Hi community,
It’s been a while since I’ve posted here, but I have a question regarding pushrod length.
My Cougar is a matching-numbers '68 XR7. I recently rebuilt the engine, boring it .030 over and replacing the cam. The original engine had been severely neglected; the factory cam actually had chunks of steel missing from the lobes, and the cam bearings were completely shot.
I had the block machined by a local shop, installed new cam bearings, and decided to upgrade to a Melling 24110 hydraulic roller cam. I didn’t want to go significantly wilder than stock because this is a really nice, original car, and I want to keep using all the factory vacuum features. I also kept my stock 1968 cylinder heads but had a valve job done, installed stainless steel valves and seats, and upgraded the springs to match the Melling cam. To tie it all together, I installed a set of Howard’s retrofit link-bar lifters. The bottom end also got new stock-style replacement pistons, King bearings, and a balanced rotating assembly (weighted rods, crank, flywheel, and harmonic balancer).
While I am not new to rebuilding engines (I rebuilt a 289 for a '66 Mustang a few years ago), I didn’t have to adjust the valvetrain geometry on that project. Setting up this new adjustable geometry and choosing the right pushrods is proving to be a bit nerve-wracking.
The machine shop gave me a set of 6.270" checking pushrods to work with. I did the standard pattern test, and they look great.
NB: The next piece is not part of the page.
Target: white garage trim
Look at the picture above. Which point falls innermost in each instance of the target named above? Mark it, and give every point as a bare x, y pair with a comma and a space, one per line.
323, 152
They give a nice, centered witness mark right across the valve tip. However, from what I am reading online, I need to buy a final set that is roughly .030" longer than the checking length to account for the lifter preload.
My concern is this: if I buy a longer pushrod to account for preload, won’t that push the rocker arm up and move my nice, centered witness mark toward the exhaust side of the valve tip? Should I actually look at a shorter set (like a Ford 6.248") so that once preload is applied, it lands closer to the 6.270" witness mark I have right now?
I am a bit stuck. Has anyone out there done a similar small-block Ford setup using a mild retrofit roller cam and Howard’s link-bar lifters? If so, what pushrod length did you end up with, and how did you calculate your preload vs. geometry?
Thanks in advance for your help and advice!